« Longtemps,
longtemps, longtemps après que les poètes ont disparu, leurs chansons courent
encore dans les rues… » chantait Trénet. Pourtant, vingt ans après la
mort de Marcel Mouloudji, on peut s’interroger sur la place qu’il occupe encore
dans les mémoires. Pour certains, il demeure l'interprète de
« Comme un p’tit coquelicot ».
Une chanson qu’il n’a pas écrite (le texte est de Raymond Asso) mais qui est
marquée, de manière indélébile, par son timbre si particulier. Les cinéphiles
avertis se souviendront de ses talents d’acteur (« Les disparus de Saint-Agil » de Christian-Jaque,
« Nous sommes tous des
assassins » de Cayatte…), les amateurs de l’esprit rive gauche
rappelleront sans doute ses tours de chant consacrés à Vian ou Prévert au
Vieux-Colombier…mais le public a parfois oublié le peintre, le producteur et
éditeur qui lança notamment la carrière de Graeme Allwright, l’homme de
convictions qui chantait dans les usines et participa notamment à un gala de
soutien à la gauche chilienne, l’auteur d’ « Enrico », un ouvrage de mémoire, écrit alors qu’il
avait tout juste 20 ans, couronné par le Prix de la Pleiade ou encore le pacifiste qui interpréta pour la première fois « Le déserteur » en 1954, le jour même
de la chute de Diên Biên Phu.
«Je voulais faire
découvrir aux jeunes générations l’artiste qu’il a été » confiait
récemment Annabelle Mouloudji, lors de la présentation de l’album « Hommage à Mouloudji – En souvenir des
souvenirs… » et du livre « Mouloudji,
athée ô grâce à Dieu » dédiés à son père. Un travail auquel elle s’est attelée avec son frère Grégory et la complicité artistique de Laurent
Balandras.
Au travers d’anecdotes, de documents
exclusifs et de photos inédites, l'ouvrage permet aux enfants de Mouloudji de raconter ce père avec lequel le dialogue s’est
interrompu le 14 juin 1994. « Il est toujours avec moi » ajoute
Gregory dont le timbre et les traits rappellent étrangement la figure
paternelle. Plus jeune, Annabelle a moins de souvenirs mais elle a réécouté
tous ses vinyles pour le choix des chansons de l’album réalisé et arrangé par Frédéric Lo. Ce dernier lui donne d’ailleurs la réplique
sur « Enfin, tu me viendras »
(la chanson préférée d’Annabelle !). « Vous
dites Mouloudji et aussitôt, on vous accueille avec bienveillance »
explique Laurent Balandras. Louis Chedid, Christian
Olivier (des Têtes Raides), Alain Chamfort, Daphné, Jil Caplan…ont volontiers participé à cet hommage en revisitant des titres tels que « Un
jour tu verras », « Faut vivre »,
« L’un à l’autre étranger »… et des raretés comme « Six feuilles mortes de San Francisco », Un disque qui se termine par «Il est né à Paris » un texte de Mouloudji, lu par son fils.

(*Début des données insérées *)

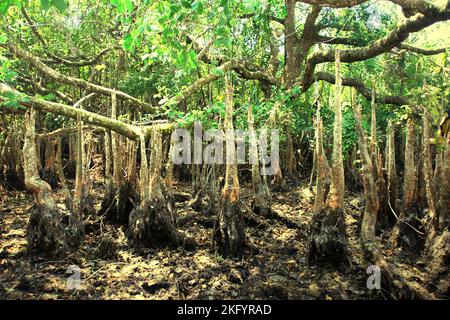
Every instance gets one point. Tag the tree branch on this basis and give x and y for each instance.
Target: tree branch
(57, 59)
(394, 38)
(361, 87)
(427, 52)
(335, 3)
(127, 130)
(52, 73)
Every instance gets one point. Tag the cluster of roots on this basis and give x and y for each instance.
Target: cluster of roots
(328, 240)
(151, 224)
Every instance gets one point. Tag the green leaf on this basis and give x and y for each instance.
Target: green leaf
(197, 6)
(61, 5)
(123, 5)
(3, 38)
(127, 41)
(4, 6)
(45, 4)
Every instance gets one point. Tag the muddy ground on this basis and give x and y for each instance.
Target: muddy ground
(272, 268)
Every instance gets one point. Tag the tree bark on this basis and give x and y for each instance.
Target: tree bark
(228, 238)
(328, 239)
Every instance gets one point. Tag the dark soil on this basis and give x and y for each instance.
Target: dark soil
(273, 265)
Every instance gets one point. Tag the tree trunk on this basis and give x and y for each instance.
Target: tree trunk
(45, 231)
(328, 238)
(60, 172)
(151, 222)
(391, 281)
(408, 232)
(261, 202)
(228, 238)
(391, 175)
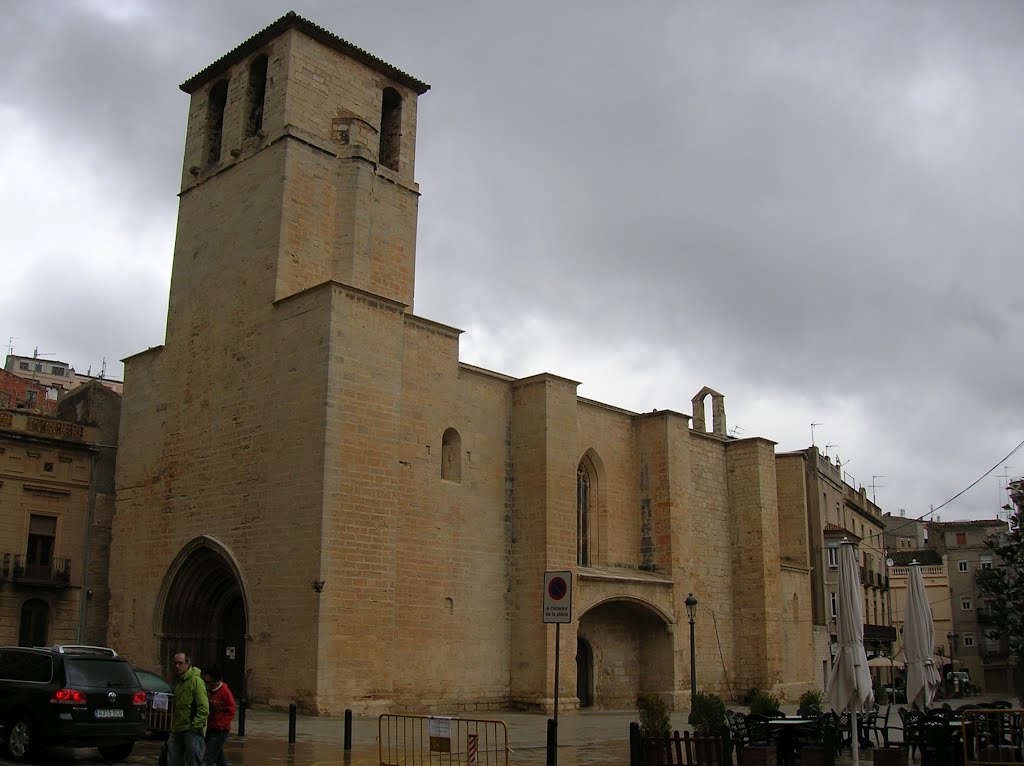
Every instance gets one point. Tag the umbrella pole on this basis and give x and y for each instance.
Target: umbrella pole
(854, 741)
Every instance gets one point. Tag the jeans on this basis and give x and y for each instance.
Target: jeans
(215, 749)
(184, 749)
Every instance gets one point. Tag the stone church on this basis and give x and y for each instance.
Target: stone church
(316, 494)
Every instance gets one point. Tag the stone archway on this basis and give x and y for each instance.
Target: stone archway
(631, 652)
(205, 610)
(585, 673)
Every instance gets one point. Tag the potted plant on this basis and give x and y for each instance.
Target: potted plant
(654, 728)
(763, 703)
(711, 728)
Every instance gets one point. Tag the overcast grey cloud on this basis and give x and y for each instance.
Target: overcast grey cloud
(812, 208)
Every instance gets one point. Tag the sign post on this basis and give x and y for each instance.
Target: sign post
(557, 609)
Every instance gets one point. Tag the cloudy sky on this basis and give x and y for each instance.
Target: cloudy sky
(813, 208)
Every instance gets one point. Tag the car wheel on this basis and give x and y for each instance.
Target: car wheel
(20, 739)
(117, 753)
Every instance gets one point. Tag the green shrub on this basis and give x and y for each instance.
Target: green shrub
(655, 718)
(764, 703)
(708, 714)
(811, 698)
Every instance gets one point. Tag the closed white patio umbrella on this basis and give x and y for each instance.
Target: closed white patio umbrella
(850, 681)
(919, 638)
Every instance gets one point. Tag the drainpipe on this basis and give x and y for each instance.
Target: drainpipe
(90, 513)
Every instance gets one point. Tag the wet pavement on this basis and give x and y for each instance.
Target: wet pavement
(586, 738)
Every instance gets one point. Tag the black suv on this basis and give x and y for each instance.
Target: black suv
(76, 696)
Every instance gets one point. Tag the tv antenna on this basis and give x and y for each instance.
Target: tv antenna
(875, 485)
(813, 426)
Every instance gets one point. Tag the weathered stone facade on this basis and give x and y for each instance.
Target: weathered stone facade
(315, 493)
(56, 503)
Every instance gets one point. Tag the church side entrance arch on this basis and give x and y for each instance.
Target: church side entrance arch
(630, 651)
(205, 610)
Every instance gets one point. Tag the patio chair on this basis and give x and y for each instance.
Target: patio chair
(937, 746)
(702, 750)
(757, 729)
(911, 728)
(821, 735)
(880, 727)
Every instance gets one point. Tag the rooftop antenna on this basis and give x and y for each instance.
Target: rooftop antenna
(813, 425)
(1005, 488)
(875, 485)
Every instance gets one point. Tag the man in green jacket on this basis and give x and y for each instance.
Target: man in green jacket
(184, 746)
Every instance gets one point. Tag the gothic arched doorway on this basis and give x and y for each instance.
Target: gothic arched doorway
(585, 673)
(631, 651)
(205, 612)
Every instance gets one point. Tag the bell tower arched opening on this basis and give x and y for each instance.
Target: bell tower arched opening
(205, 611)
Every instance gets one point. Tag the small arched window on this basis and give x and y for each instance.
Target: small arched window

D’autres événements comme la réédition d’ « Enrico » ou la sortie chez
Universal, des concerts au Théâtre de la
Renaissance en 1975, devraient célébrer le vingtième anniversaire de la disparition
de celui qui se définissait ainsi: « Catholique
par ma mère, musulman par mon père. Un peu juif par mon fils, bouddhiste par
principe. Alcoolique par mon oncle, névrosé par grand-mère. Sans classe par
vieille honte. Dépravé par grand-père. Athée, ô grâce à Dieu ! »…
Annie Grandjanin
Annie Grandjanin
Album « Hommage à Mouloudji - En
souvenir des souvenirs... » (Discograph) et livre « Mouloudji, athée ô
grâce à Dieu » (Editions Carpentier).